Lectures: 10-11:50am Tuesdays and Thursdays, Room 70-3445 (Golisano College)
Instructor: Richard Zanibbi
Office hours: 2-3:50pm Tuesdays and Thursdays, Room 70-3551 (Golisano College)

Syllabus


Calendar Description

An introduction to the field of artificial intelligence, including both theory and applications. A programming language that allows effective symbolic manipulation is used to demonstrate the capabilities and limitations of the material presented in class. Topics include search strategies and their implementation, logic, networks, frames and scripts, production rules, symbolic manipulation and list processing, problem-solving methods, expert systems, natural language understanding, and selections from vision, robotics, planning and learning. Programming assignments are an integral part of the course. Class hours: 4, Credit: 4

Prerequisites

Programming Language Concepts (4003-709) or equivalent.

In particular, experience with functional programming in Lisp or Scheme is helpful. The course will also involve some PROLOG programming, but no prior knowlege of PROLOG is assumed.

Course Outcomes

At the end of this course, students will be able to:

Course Text and Other Sources

Course Web Page: http://www.cs.rit.edu/~rlaz/ai20083/
Required Text: Russell, Stuart, and Norvig, Peter. Artificial Intelligence: A Modern Approach, Second Edition, Prentice-Hall, 2003. [ Text Web Page ]
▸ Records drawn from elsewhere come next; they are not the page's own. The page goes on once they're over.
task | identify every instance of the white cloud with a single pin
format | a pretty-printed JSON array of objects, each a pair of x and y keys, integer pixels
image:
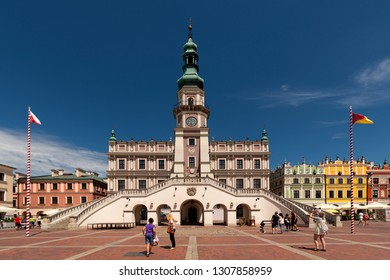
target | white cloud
[
  {"x": 47, "y": 153},
  {"x": 377, "y": 75},
  {"x": 292, "y": 98}
]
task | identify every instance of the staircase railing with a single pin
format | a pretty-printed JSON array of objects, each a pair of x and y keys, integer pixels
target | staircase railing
[{"x": 80, "y": 211}]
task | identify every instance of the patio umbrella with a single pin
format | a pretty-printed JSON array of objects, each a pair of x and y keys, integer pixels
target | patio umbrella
[
  {"x": 51, "y": 212},
  {"x": 377, "y": 205},
  {"x": 5, "y": 209},
  {"x": 325, "y": 206}
]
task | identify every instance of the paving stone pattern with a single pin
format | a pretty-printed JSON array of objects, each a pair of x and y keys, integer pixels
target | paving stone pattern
[{"x": 371, "y": 242}]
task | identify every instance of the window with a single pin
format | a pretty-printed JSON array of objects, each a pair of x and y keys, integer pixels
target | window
[
  {"x": 121, "y": 185},
  {"x": 142, "y": 184},
  {"x": 121, "y": 164},
  {"x": 161, "y": 164},
  {"x": 222, "y": 164},
  {"x": 239, "y": 183},
  {"x": 191, "y": 162},
  {"x": 240, "y": 164}
]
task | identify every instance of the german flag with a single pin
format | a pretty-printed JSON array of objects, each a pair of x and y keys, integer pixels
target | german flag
[{"x": 360, "y": 119}]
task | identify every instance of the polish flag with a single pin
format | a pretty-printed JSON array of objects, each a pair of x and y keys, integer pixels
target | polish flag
[{"x": 33, "y": 118}]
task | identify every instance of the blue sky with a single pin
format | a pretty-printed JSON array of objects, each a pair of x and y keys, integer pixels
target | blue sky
[{"x": 290, "y": 67}]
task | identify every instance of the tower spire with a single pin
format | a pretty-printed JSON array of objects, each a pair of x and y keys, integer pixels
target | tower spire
[{"x": 190, "y": 28}]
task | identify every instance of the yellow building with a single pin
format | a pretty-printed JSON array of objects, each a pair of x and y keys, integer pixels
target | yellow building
[{"x": 338, "y": 178}]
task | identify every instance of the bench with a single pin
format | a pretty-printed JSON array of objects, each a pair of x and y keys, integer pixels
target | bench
[{"x": 111, "y": 225}]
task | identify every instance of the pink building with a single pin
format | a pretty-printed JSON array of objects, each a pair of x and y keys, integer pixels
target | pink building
[{"x": 59, "y": 190}]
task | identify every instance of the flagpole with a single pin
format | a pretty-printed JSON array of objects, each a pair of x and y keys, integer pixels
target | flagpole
[
  {"x": 351, "y": 168},
  {"x": 28, "y": 175}
]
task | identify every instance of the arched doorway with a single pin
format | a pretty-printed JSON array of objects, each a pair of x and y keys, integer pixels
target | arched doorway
[
  {"x": 219, "y": 214},
  {"x": 163, "y": 211},
  {"x": 192, "y": 213},
  {"x": 243, "y": 214}
]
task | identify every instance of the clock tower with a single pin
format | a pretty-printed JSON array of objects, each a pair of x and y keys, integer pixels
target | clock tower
[{"x": 191, "y": 115}]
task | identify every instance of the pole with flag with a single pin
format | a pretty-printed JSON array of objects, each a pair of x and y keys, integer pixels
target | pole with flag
[
  {"x": 359, "y": 119},
  {"x": 34, "y": 119}
]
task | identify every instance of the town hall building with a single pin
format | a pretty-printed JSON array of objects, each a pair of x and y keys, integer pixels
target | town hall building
[{"x": 201, "y": 181}]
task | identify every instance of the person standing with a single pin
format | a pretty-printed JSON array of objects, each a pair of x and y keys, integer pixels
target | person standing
[
  {"x": 287, "y": 222},
  {"x": 361, "y": 215},
  {"x": 281, "y": 223},
  {"x": 171, "y": 230},
  {"x": 294, "y": 221},
  {"x": 275, "y": 222},
  {"x": 17, "y": 222},
  {"x": 149, "y": 231},
  {"x": 365, "y": 219}
]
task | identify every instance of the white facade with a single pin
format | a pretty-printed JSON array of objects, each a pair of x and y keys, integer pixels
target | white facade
[{"x": 200, "y": 181}]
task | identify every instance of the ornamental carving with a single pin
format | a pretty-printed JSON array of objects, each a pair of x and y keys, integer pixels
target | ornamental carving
[{"x": 191, "y": 191}]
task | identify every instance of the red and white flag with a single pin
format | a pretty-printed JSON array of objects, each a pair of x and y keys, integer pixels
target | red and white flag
[{"x": 33, "y": 118}]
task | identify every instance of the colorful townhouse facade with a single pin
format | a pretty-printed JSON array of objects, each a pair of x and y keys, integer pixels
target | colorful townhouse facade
[
  {"x": 338, "y": 180},
  {"x": 301, "y": 182},
  {"x": 6, "y": 186},
  {"x": 59, "y": 190},
  {"x": 330, "y": 182},
  {"x": 379, "y": 183}
]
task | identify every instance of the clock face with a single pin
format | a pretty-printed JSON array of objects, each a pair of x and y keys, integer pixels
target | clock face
[{"x": 191, "y": 121}]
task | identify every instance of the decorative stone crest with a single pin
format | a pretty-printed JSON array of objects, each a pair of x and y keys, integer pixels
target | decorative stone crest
[{"x": 191, "y": 191}]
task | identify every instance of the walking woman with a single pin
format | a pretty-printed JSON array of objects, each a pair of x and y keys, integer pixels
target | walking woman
[
  {"x": 171, "y": 230},
  {"x": 320, "y": 229},
  {"x": 294, "y": 221},
  {"x": 149, "y": 231}
]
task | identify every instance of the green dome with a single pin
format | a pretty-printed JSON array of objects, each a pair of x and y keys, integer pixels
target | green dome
[{"x": 112, "y": 138}]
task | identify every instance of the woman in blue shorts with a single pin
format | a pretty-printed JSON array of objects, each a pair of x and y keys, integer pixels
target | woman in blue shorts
[{"x": 149, "y": 231}]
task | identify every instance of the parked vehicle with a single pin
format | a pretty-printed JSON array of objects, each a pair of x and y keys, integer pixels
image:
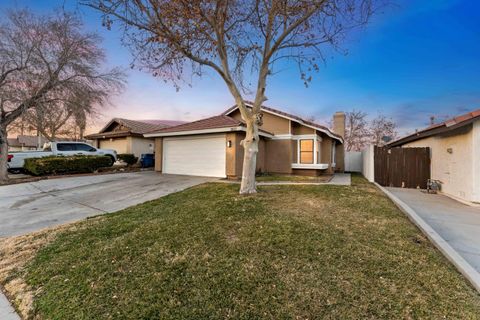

A list of additional sources is provided within the course web pages at: http://www.cs.rit.edu/~rlaz/ai20083/Resources.html. Sources provided include materials on writing research papers for Computer Science, which students are strongly encouraged to consult.


Grading Scheme

Students will be evaluated as in the following.

30% Assignments (Best 3 of 4)
25% Research Paper
15% Midterm Examination (1 hr)
30% Final Examination (2 hrs)

Assignments have written and programming components; the written portions are completed individually, and the programming portions are completed in teams of two. Provided all four assignments are submitted, the lowest assignment will be dropped. Research papers are completed individually. The paper is broken up into an outline/proposal (5%), rough draft (5%), and final version and presentation (15%).

Tentative Schedule

Please note that this schedule may change over the course of the quarter.

Week Topics Notes
1 Overview: History and Implications, Intelligent Agents, Lisp Review
2 Uninformed and Informed Search (Lisp exercises)
3 Constraint Satisfaction, Game Search (minimax, alpha-beta pruning) Thurs: Assignment 1 due
4 Propositional and First Order Logic, Logic Programming (PROLOG) (PROLOG exercises)
Thurs: Paper Proposal due
5 Logic (continued) and Planning (including partial-order planning) Thurs: Assignment 2 due
6 Decision Tree Induction Thurs: Midterm (1 hr)
7 Probability Review, Bayesian Networks Thurs: Assignment 3 due
8 Statistical Learning (incl. neural nets), Hidden Markov Models Thurs: Paper draft due
9 Sequential Decision Problems (Markov Chains) Thurs: Assignment 4 due
10 Student Research Paper Presentations and Review Thurs: Final paper due


Disability Services Office

If you have special needs for seating, tests, note-taking services or other matters due to a disability, please contact the Disability Services Office (www.rit.edu/dso). If you receive approval for accomodation within the course, please contact me as soon as possible so that we can make the necessary arrangements.

Late Policy and Examination Rescheduling

Assignments and research paper deliverables may be submitted up to one day late, for a penalty of 10%. Later assignments will not be accepted.

Exams will only be rescheduled in the case of difficult situations for which there is formal documentation (e.g. a doctor's note). See the instructor as soon as possible if you encounter scheduling or other issues regarding the exams.

Academic Dishonesty

Students may discuss assignments and projects with others, but submitted work (papers and code) must be created independently by each student/group, and not copied from another student/group, or other source.